AKANISHI KAKITA
(Giappone, 1936) Regia: Mansaku Itami
Sog.: da un racconto di Naoya Shiga. Scen.: Mansaku Itami. F.: Hiroshige Urushiyama. Mus.: Nakaba Takahashi. Su.: Shigeharu Tsukagoshi, Masataka Ikedo, Nobuo Yamauchi. Ass. regia: Kiyoshi Saeki, Masaki Mouri, Minoru Sano. Int.: Chiezo Kataoka (Akanishi Kakita/Kai Harada), Shosaku Sugiyama (Tetsunosuke Matsumae), Sojin Kamiyama (Aki), Yoko Umemura (Masaoka), Mineko Mori (Onami), Takashi Shimura (Taranoshin Tsunomata), Takeo Kawasaki (Monban), Masao Seki (Sabaemon di Irifuneya), Eiko Higashi (principessa), Michisaburo Segawa (Date Hyobu). Prod.: Kataoka Chiezo Productions. 35mm. 77'. Bn. Versione giapponese con sottotitoli inglesi / Japanese version with English subtitles
Da: National Film Center - The National Museum of Modern Art, Tokyo
Insieme a Yamanaka, Mansaku Itami (1900-1946) figura tra i principali registi attivi nel jidai-geki alla metà degli anni Trenta. La sua lettura del genere era però prevalentemente comica, e con film come il muto Kokushi Muso (Eroe senza pari, 1932), uno slapstick, realizzò una parodia garbata ma audacemente sovversiva dei codici del bushido. Basato su un racconto di Naoya Shiga sceneggiato dallo stesso Itami, Akanis Kakita è così descritto da Anderson e Richie: "uno schietto studio del carattere di un samurai che non è un eroe nel senso convenzionale del termine ma un uomo normalissimo, debole nel corpo per quanto forte nello spirito". In questo film arguto e avvincente, Itami schernisce le convenzioni del genere, dissacra i tabù (come il rituale dell'hara-kiri) e fa interpretare al suo divo preferito Chiezo Kataoka due ruoli antagonisti. Come scrive Mitsuhiro Yoshimoto, "con la scusa di valorizzare la celebrità di Chiezo affidandogli i due ruoli principali, Itami di fatto elabora una metacritica delle datate convenzioni del jidai-geki mediante il contrasto tra l'a- spetto naturalistico di Akanishi [l'eroe] e quello estremamente artificiale e antiquato di Kai [il suo avversario]". L'uso del sonoro in chiave comica è evidenziato dalla scelta incongrua di un pezzo di Chopin per accompagnare la sequenza iniziale. Come nel caso di Yamanaka, anche la carriera registica di Itami si concluse nel 1938, quando, dopo Kyojin-den (Il gigante), una versione di Les Misérables, il peggioramento delle sue condizioni di salute lo costrinse a ritirarsi. Continuò però a scrivere saggi e sceneggiature fino alla morte, sopraggiunta otto anni dopo. Suo figlio era il futuro attore e regista Juzo Itami, che negli anni Ottanta e Novanta ha fatto rivivere la tradizione satirica del padre.

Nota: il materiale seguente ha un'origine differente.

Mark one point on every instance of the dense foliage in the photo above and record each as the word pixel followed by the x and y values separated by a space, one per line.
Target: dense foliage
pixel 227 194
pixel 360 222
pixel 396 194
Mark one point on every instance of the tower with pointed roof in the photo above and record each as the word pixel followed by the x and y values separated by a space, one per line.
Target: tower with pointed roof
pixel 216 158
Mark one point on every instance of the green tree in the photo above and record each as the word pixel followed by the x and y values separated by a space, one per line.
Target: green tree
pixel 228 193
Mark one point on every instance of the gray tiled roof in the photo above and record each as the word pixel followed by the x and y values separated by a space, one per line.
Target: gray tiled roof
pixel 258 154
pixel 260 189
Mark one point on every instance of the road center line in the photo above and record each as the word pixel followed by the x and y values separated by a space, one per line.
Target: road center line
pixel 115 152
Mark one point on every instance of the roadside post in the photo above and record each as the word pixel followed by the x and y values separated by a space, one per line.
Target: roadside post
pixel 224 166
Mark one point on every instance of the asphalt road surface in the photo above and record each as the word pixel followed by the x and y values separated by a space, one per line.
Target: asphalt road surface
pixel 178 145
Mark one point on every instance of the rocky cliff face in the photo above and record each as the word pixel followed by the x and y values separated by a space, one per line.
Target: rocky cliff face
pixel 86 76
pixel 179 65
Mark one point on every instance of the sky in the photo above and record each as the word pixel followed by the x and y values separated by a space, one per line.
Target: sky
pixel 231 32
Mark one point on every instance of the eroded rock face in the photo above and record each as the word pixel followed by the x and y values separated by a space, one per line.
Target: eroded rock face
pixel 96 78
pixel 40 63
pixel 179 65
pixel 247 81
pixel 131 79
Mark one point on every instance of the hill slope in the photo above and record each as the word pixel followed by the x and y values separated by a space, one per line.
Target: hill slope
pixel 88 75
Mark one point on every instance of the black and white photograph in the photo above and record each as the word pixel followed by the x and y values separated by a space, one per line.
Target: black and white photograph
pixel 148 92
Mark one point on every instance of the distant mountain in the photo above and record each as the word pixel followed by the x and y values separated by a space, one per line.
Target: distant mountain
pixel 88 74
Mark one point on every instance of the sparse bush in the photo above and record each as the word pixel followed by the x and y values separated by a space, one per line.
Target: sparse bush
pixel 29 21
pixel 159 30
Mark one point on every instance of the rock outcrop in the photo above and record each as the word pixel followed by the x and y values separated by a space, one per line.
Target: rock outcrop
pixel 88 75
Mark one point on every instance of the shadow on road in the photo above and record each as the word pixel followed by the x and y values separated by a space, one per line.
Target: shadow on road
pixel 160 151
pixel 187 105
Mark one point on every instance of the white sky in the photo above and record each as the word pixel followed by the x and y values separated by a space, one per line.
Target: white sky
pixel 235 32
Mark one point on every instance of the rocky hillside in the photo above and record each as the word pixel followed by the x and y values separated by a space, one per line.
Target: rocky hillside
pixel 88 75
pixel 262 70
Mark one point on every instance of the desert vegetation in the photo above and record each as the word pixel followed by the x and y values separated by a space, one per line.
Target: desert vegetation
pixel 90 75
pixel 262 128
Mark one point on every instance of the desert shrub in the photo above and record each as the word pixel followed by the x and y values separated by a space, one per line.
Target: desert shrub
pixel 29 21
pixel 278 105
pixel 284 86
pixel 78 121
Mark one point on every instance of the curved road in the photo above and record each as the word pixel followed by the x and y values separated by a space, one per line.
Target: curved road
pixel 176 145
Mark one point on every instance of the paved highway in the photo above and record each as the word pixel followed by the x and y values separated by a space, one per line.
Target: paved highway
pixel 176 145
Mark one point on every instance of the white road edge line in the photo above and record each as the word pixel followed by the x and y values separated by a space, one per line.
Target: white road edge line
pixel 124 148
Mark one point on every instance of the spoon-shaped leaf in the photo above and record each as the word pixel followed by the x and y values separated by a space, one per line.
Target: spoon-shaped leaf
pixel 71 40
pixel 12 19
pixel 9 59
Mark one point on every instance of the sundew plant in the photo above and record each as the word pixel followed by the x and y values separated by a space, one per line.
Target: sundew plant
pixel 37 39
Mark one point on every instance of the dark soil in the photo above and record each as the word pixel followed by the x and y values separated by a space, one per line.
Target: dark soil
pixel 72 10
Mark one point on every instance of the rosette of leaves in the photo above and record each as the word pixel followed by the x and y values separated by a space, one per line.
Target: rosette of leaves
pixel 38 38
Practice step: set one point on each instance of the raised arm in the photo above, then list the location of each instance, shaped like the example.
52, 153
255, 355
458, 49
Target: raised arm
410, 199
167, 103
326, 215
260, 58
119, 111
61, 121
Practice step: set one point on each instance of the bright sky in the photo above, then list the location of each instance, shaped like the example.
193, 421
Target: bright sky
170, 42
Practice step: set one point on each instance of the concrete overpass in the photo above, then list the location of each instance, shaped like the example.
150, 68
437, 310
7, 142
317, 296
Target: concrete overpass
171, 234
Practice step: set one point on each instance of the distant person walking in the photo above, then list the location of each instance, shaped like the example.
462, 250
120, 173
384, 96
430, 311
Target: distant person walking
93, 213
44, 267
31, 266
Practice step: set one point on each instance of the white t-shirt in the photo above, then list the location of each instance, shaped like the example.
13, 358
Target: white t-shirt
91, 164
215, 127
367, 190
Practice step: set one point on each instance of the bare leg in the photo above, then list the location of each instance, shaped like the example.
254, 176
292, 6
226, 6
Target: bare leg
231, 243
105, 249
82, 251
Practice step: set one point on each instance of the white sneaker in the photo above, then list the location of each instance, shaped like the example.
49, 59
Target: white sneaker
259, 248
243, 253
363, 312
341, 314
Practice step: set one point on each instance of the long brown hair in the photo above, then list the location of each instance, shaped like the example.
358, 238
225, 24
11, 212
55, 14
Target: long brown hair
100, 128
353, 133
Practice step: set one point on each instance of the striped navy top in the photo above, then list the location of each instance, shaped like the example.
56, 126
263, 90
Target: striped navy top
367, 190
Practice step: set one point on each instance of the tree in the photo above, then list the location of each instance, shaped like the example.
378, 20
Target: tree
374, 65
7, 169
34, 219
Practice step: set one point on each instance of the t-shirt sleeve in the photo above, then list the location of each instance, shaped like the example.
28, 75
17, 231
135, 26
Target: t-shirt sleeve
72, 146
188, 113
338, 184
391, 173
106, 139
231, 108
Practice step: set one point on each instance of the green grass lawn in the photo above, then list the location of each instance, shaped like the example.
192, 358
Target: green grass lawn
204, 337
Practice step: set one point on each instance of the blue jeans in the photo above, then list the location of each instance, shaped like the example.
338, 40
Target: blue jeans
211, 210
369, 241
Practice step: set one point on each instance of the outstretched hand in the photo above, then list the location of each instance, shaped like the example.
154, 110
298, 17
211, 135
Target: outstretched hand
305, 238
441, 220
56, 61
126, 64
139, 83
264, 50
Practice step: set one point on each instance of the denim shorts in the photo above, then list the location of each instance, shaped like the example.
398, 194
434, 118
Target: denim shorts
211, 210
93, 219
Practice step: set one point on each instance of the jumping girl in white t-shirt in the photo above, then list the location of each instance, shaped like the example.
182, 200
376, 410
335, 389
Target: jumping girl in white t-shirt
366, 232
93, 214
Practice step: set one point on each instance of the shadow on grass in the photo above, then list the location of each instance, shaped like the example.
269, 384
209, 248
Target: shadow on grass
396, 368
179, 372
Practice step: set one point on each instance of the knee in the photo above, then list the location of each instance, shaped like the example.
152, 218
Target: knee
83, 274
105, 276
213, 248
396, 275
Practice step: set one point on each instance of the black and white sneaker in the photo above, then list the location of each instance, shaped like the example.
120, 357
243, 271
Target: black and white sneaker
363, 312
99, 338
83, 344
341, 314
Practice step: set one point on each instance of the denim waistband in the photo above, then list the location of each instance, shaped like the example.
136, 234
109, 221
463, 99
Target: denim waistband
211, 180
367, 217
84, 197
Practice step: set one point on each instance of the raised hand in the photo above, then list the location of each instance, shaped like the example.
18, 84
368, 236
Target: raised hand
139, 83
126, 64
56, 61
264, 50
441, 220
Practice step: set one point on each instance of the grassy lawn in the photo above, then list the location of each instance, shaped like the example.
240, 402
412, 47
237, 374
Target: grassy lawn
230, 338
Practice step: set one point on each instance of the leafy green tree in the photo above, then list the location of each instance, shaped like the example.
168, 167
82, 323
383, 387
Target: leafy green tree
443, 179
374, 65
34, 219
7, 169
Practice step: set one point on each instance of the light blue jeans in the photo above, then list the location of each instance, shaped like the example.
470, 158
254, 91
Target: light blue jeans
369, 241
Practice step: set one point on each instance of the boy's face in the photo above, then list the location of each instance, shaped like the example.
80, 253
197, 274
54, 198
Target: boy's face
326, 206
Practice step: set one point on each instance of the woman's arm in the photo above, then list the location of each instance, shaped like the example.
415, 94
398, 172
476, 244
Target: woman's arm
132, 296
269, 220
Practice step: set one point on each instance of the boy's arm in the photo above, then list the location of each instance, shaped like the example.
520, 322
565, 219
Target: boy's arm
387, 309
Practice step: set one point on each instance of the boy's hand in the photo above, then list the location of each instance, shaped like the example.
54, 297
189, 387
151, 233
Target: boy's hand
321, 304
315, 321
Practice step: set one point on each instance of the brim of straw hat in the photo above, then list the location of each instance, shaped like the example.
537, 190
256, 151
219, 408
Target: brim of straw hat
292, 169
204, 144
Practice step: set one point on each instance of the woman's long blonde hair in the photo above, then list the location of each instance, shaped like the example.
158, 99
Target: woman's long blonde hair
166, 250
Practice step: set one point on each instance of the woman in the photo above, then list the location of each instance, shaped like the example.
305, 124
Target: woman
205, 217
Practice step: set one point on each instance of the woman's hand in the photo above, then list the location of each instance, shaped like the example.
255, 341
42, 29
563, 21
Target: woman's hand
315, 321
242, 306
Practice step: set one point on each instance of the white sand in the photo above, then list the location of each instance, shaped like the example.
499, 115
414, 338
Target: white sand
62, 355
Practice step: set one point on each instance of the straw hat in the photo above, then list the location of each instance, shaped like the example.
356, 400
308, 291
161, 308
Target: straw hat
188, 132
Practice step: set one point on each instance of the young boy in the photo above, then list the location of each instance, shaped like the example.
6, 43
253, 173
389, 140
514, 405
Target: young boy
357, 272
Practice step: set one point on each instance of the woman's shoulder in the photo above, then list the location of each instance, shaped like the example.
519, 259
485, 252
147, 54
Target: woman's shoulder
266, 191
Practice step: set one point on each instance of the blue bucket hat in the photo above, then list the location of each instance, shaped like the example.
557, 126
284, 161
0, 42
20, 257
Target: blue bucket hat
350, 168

Alexander Jacoby e Johan Nordström
Mansaku Itami (1900-1946) ranks alongside Yamanaka as one of the outstanding filmmakers active in the jidai-geki during the mid-1930s. His treatment of the genre was primarily comic, and with films such as the silent slapstick satire Kokushi Muso (Unrivalled Hero, 1932), he sent up the codes of bushido in graceful yet daringly subversive fashion.
Based on a short story by Naoya Shiga with a screenplay by Itami himself, Akanishi Kakita is described by Anderson and Richie as: "a genuine character study of a samurai who was not a hero in any conventional sense of the word, being instead a very ordinary man, weak in body if strong in spirit". In this witty and engaging film, Itami mocks the conventions of the genre and subverts sacred cows such as the custom of hara-kiri, while casting his regular star Chiezo Kataoka in two contrasting roles. As Mitsuhiro Yoshimoto writes, "Itami pretends to showcase Chiezo's star value by casting him in the two leading roles but in fact develops a metacriticism of jidai-geki's obsolete generic conventions by contrasting the naturalistic look of [the hero] Akanishi and the utterly artificial, antique-looking appearance of [his opponent] Kai". The comic use of sound technology is apparent in the incongruous use of a Chopin piano piece to accompany the opening scene.
As with Yamanaka, Itami's career as a director was at an end by 1938, when, after Kyojin-den (The Giant), a version of Les Misérables, worsening health forced his retirement. Nevertheless, he continued to write screenplays and essays until his death eight years later. His son was Juzo Itami, who sustained his father's tradition of cinematic satire through the 1980s and 1990s.